Last week I said I thought this would happen on Monday. I was a bit early. This is a story to continue following.
Expectations: China cuts things by half, meaning realtors and their industry get pushed out to reduce costs, a cap on prices gets initiated, and you see property listed at 0.5x to push fluidity back into the market.
This is possible in a top down economy like China's, though admittedly difficult. Expect this to play out through most of 22'.
What is worth noting here is that most of Evergrande's positions (Loans) are in dollars. Not uncommon. Borrowers get lower interest rates because they assume the exchange rate risk themselves. If that bet goes bad however the borrower faces higher costs to service the debt.
Here is the obvious not so obvious thing about dollar bonds in Beijing. Even if the national government in China were to intervene, those dollars can't be printed by Beijing. They have to come from elsewhere.
So, what happens? If you want to service that dollar debt you have to raise dollars.
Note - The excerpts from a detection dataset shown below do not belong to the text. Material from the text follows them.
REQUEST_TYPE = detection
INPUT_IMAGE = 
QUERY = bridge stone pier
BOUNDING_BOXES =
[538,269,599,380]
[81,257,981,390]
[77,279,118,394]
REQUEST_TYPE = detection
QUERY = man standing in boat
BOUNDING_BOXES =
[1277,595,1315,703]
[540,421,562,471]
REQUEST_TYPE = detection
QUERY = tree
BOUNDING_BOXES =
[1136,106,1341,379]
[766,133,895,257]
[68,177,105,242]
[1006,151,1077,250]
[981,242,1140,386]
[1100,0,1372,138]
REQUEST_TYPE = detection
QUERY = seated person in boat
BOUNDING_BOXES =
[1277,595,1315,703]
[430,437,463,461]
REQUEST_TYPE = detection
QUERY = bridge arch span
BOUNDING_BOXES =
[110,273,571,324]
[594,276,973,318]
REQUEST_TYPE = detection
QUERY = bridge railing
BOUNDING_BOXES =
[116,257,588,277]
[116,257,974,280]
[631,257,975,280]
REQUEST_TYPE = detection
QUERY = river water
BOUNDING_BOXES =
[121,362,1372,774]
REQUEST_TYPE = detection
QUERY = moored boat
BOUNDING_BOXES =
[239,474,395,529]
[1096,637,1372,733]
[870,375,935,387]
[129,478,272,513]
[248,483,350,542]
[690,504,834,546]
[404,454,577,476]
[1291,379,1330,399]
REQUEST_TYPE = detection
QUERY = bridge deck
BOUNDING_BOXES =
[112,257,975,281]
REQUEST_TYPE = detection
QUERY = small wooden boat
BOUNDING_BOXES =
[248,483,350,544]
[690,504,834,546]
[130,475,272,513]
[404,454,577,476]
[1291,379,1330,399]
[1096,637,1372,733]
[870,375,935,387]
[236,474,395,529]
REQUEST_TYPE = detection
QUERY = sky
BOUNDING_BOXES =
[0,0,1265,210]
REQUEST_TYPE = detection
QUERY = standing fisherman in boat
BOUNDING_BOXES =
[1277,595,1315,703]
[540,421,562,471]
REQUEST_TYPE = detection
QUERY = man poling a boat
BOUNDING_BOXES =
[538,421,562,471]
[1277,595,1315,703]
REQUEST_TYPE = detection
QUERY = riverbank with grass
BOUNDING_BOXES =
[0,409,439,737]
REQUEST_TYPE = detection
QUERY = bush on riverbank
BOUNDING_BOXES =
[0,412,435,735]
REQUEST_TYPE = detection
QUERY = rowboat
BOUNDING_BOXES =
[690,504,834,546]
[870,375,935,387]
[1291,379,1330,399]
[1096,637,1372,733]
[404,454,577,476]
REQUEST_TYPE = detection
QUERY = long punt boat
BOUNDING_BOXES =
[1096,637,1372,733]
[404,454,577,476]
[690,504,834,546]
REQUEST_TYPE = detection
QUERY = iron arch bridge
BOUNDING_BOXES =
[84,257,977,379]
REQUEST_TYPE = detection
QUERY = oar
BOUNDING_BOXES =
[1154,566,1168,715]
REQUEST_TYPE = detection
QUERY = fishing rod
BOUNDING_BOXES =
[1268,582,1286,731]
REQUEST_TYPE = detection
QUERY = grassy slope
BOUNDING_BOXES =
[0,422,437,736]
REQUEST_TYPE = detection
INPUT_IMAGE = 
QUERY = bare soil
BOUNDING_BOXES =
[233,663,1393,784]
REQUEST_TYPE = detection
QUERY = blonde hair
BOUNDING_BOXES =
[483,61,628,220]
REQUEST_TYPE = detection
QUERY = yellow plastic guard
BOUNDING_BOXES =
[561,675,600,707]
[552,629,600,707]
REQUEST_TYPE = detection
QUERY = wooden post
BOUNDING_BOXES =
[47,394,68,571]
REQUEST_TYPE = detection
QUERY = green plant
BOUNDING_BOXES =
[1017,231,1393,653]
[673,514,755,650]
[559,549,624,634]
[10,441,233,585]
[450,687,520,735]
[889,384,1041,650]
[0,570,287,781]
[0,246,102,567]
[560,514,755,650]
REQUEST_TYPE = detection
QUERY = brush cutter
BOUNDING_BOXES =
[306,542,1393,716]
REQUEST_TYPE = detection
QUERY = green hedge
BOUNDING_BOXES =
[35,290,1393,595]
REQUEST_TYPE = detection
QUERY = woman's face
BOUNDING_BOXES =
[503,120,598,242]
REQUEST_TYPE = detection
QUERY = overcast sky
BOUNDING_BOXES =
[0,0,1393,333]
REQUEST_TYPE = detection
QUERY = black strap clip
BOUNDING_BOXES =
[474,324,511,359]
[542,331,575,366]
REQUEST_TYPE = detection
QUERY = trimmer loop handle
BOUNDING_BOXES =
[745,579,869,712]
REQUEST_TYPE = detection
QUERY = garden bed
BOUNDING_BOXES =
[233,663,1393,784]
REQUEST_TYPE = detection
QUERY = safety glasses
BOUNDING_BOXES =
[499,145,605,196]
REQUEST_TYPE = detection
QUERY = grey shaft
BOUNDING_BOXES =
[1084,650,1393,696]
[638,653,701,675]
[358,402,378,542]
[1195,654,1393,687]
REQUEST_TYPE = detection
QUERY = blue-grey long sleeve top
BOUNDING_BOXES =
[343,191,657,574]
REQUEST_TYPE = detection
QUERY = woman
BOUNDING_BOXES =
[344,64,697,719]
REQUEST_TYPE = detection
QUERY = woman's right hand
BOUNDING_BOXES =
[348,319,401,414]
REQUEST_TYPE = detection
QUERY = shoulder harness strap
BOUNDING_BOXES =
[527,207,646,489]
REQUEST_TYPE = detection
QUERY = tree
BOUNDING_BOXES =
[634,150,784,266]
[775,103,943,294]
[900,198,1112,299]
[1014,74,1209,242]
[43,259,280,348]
This can be done by selling dollar-denominated assets (US Stocks and bonds). This mean pressure in China can spill over into the US economy and all dollar...
backed economies through forced asset sales of dollar-denominated assets. This is part of that whole Contagion idea.
Organizations around the world have taken substantial short positions on the US dollar. As those loans come due, dollar assets are sold. Which drives the dollar higher. Which makes the dollar loans even more unsustainable. And so on. And so on. And so on.
If this ripple effect or Contagion becomes substantial enough to really lay into the US economy, or even work against the international understanding that dollar-backed assets are safe then the US Fed could potentially step in here.
During height of the 08' financial crisis the Fed Reserve opened a currency swap facility with the Swiss National Bank and the ECB ultimately capped at $620 billion, with the express purpose of allowing the other central banks to bail out banks domiciled in their jurisdictions.
So, with the cooperation of the Fed, it is possible for China to print dollars in a weird sense. The big question here is does the Fed bail out China to prevent a stock market collapse in the US?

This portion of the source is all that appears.